FreeMoCap Main Documentation Help

YOLO Cropping

YOLO cropping is a processing option that passes each video frame through YOLO v8's object detection model to find the most likely area of the person in the frame before passing the image to the pose estimation model. This can help reduce false positives during pose estimation and aid tracking subjects that are relatively small in the cameras field of view. This process increases the quality of the output data at the cost of increased processing time. It can be turned on and off in "Process Data" tab with the checkbox "Use YOLO Crop Method". It is turned off by default.

Detail of YOLO Crop Checkbox

How it Works

The pose estimation models FreeMoCap uses are all set up to process a certain size of image. While you can pass any size of video into FreeMoCap, the images get downsized to a set image size (256x256 pixels for MediaPipe) before going into the pose estimation model. This can have a negative effect on the model's processing, especially if the subject doesn't take up most of the image.
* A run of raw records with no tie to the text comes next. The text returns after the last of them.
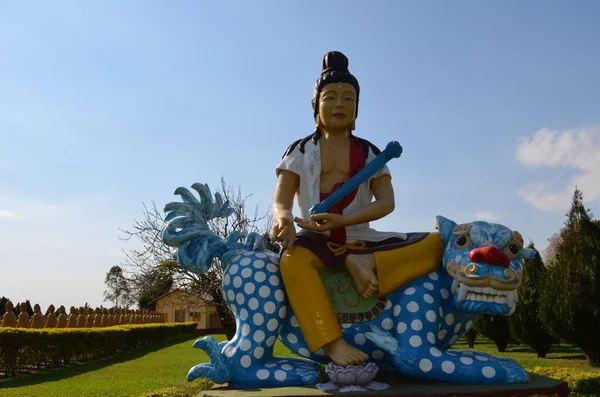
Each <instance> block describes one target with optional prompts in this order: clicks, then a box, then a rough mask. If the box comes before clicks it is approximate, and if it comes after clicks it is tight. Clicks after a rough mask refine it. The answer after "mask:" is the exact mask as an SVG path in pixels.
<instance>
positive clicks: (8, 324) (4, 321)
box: [2, 301, 17, 328]
mask: <svg viewBox="0 0 600 397" xmlns="http://www.w3.org/2000/svg"><path fill="white" fill-rule="evenodd" d="M4 310H5V312H4V315H3V316H2V326H3V327H7V328H14V327H16V326H17V316H16V315H15V312H14V311H13V310H14V305H13V303H12V302H11V301H8V302H6V303H5V304H4Z"/></svg>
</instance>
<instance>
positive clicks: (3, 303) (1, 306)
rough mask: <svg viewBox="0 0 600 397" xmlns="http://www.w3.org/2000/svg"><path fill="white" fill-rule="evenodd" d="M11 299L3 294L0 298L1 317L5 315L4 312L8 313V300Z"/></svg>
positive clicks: (0, 318)
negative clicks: (8, 297)
mask: <svg viewBox="0 0 600 397" xmlns="http://www.w3.org/2000/svg"><path fill="white" fill-rule="evenodd" d="M9 300H10V299H8V298H7V297H5V296H3V297H2V299H0V319H1V318H2V316H4V313H6V302H8V301H9Z"/></svg>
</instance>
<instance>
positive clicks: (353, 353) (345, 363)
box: [325, 337, 369, 367]
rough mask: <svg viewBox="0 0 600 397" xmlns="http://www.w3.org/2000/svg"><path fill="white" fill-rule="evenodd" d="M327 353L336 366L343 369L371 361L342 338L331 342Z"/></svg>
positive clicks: (329, 344)
mask: <svg viewBox="0 0 600 397" xmlns="http://www.w3.org/2000/svg"><path fill="white" fill-rule="evenodd" d="M325 352H326V353H327V355H328V356H329V358H331V361H333V363H334V364H336V365H341V366H342V367H345V366H347V365H357V364H360V363H364V362H366V361H367V360H368V359H369V356H368V355H367V354H366V353H365V352H363V351H361V350H359V349H357V348H356V347H354V346H351V345H350V344H348V342H346V341H345V340H344V338H342V337H339V338H337V339H336V340H333V341H331V342H329V343H328V344H327V345H326V346H325Z"/></svg>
YOLO cropping is a preprocessing stage that runs before the pose estimation. Instead of sending the entire video frame into the pose estimation model, it first runs an object detection model that looks for people. Unlike a pose estimation model that tracks joint locations, the output of the object detection model is a bounding box that shows where the person in the image is. We then crop the image based on the bounding box and send the cropped image into the pose estimation model. This means we start the downsampling with the most relevant information, and are able to keep as much information as possible when running the pose estimation.

YOLO cropping is beneficial in most recording situations. It will be most helpful when the subject is small in a camera's field of view, or in situations where the pose estimation is returning a lot of false positives (your annotated videos will have skeletons drawn not on a person). You may choose to skip YOLO cropping when processing time is more important than tracking quality, or when the subject already fills most of the camera views. YOLO cropping roughly doubles the processing time of the 2D Image Tracking stage of the pipeline.

Last modified: 21 February 2024